Falconer’s interest began with childhood bird rescue

Staff writer

Although his goshawk, Phoebe, didn’t catch any quail during a Nov. 21 hunt, falconer Alan Pollard considered it a worthwhile hunt.

“We’re more bird enthusiasts than hunters,” he said. “We’re here to see the flight, not the kill.”

Pollard was hunting with his son, Bryden, friends Tom Beaver of Pennsylvania and Eucet Petty of Delaware, and Petty’s son, Joe, in the Flint Hills near Burdick. The hunters were walking along the road, trying to flush quail, but they had nearly given up on the area where they began when Pollard’s dog, Zeb, pointed out a covey.

Pollard flushed the quail, and Phoebe took off in pursuit. She chased one of the quail to another piece of cover. Pollard flushed it again, and Phoebe continued her pursuit. She chased the quail to a rat’s nest, but Pollard wasn’t able to chase it out of the nest. He said he could have forced it out if he had a shovel, but he didn’t see the sport in that.

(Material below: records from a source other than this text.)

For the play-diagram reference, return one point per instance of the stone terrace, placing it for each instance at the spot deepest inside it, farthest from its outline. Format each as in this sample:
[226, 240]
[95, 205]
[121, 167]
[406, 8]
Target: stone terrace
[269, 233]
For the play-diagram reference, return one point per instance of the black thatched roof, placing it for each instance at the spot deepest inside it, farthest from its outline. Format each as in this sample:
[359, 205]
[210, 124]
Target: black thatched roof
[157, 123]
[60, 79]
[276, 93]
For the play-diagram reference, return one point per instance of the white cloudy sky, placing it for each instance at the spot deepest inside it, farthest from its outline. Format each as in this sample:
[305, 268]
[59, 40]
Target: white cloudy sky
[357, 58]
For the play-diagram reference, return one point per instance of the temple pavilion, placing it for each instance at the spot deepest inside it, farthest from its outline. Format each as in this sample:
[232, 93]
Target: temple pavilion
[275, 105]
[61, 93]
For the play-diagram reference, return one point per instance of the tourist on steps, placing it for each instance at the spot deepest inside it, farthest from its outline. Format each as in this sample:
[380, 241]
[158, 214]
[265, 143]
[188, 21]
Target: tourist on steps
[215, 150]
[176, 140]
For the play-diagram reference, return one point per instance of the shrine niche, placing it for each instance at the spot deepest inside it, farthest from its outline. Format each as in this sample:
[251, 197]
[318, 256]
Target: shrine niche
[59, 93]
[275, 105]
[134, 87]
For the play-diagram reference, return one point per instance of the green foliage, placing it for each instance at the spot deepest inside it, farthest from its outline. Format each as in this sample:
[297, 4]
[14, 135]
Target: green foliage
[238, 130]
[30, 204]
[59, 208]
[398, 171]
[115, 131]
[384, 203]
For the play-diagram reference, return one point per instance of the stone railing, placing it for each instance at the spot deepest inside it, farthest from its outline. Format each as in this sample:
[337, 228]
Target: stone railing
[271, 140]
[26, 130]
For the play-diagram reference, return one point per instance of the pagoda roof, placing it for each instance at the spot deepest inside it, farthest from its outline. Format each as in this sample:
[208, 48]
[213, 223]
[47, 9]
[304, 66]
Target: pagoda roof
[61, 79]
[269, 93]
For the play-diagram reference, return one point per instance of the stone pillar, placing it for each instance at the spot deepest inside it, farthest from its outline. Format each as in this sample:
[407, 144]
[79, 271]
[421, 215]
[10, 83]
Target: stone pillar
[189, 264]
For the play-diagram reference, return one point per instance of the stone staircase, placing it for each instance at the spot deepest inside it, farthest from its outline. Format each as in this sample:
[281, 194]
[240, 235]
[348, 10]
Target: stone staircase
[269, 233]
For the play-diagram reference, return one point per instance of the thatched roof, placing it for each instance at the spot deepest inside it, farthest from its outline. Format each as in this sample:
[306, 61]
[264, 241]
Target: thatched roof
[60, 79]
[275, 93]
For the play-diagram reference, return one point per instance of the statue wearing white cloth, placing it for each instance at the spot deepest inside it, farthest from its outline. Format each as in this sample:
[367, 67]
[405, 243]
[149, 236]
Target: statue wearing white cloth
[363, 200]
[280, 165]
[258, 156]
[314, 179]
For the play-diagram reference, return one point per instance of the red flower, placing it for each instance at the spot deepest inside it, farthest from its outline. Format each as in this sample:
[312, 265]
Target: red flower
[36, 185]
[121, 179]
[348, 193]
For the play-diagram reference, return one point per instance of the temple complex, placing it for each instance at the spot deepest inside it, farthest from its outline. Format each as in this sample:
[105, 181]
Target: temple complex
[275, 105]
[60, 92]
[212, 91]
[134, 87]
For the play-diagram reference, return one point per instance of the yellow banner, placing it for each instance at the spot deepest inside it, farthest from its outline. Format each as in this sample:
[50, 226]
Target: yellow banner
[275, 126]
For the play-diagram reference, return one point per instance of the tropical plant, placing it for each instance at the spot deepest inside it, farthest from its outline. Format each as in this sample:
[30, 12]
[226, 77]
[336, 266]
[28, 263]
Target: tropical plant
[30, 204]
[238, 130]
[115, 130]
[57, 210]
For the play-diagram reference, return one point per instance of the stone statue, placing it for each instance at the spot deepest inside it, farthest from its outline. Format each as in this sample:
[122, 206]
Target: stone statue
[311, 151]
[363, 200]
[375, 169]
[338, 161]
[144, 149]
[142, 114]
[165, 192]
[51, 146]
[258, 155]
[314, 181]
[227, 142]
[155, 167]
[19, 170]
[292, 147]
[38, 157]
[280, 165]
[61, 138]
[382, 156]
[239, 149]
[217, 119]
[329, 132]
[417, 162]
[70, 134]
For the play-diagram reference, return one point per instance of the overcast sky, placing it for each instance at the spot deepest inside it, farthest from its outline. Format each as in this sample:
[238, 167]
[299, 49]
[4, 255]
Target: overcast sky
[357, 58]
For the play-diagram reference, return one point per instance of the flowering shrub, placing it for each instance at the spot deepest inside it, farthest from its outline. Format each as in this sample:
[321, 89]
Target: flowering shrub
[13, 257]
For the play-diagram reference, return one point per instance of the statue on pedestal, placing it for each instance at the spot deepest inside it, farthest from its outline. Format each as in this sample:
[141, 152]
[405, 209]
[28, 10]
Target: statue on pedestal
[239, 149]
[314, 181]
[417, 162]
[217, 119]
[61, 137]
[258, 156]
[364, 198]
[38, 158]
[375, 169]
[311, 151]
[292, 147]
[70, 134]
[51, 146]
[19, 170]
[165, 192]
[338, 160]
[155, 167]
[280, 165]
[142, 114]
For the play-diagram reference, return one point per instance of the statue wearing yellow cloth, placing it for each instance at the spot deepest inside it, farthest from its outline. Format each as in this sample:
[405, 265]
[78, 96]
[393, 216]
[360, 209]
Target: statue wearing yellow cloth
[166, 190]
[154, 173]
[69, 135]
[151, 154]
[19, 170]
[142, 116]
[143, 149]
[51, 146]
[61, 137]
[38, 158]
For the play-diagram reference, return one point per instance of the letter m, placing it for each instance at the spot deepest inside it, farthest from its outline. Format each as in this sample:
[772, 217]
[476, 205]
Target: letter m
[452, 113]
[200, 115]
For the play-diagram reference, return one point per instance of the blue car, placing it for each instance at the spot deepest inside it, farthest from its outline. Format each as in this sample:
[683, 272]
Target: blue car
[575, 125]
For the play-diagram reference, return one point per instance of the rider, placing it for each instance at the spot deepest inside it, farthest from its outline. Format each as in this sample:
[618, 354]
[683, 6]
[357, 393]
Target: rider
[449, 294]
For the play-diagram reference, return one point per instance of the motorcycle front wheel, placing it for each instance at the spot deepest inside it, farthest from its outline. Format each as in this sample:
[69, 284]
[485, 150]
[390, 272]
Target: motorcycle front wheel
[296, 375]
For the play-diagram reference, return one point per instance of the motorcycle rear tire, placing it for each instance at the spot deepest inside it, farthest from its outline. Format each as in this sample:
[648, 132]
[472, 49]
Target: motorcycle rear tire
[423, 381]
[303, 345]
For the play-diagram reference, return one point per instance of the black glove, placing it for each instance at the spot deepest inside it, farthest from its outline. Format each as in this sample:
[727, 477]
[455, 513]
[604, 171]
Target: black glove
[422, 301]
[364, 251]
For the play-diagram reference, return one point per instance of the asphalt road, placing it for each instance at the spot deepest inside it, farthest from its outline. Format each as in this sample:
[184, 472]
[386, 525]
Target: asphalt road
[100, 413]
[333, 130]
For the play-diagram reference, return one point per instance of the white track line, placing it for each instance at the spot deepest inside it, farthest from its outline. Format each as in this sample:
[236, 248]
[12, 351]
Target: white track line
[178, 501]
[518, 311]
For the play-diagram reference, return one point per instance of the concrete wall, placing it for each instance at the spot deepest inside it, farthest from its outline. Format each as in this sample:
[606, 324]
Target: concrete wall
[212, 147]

He said he was certain that if he had been able to flush the quail again, Phoebe would have caught it. The third chase is almost always successful, he said.

Pollard, of Dillsburg, Pa., bought a house near Burdick in 2006 after one of his best friends and hunting companions from South Dakota died. Pollard said it would be too difficult to return there to hunt after his friend’s death.

Additionally, the Flint Hills have practically everything he would want to hunt: rabbits, quail, pheasant, and especially prairie chickens. Prairie chickens are a welcome challenge, Pollard said. They are an even match for a hawk in level flight and are robust enough that it takes a hard hit to bring them down.

“If I was in Idaho, I could get a sage grouse every day,” but it wouldn’t have the excitement of hunting prairie chickens, he said.

Pollard’s interest in falconry began more than 40 years ago.

“I’ve always been an animal nut, to start,” he said.

When he was 12 years old, he found and caught a wayward trained kestrel.

“It was love at first sight,” Pollard said.

He started reading everything he could find about falconry, and discovered that a teacher at his school was an avid falconer. Now, at age 53, he breeds raptors and has 14 of his own. He tries to fly two or three of his birds every day to keep them in hunting form.

“Shakespeare said falconry is the finest of the field sports,” he said.

Pollard works in construction, but the economic downturn hurt his home building business. He also is a musician. He has released two albums with a third upcoming.

Pollard plans eventually to live in the Flint Hills full-time from Nov. 1 to March 31.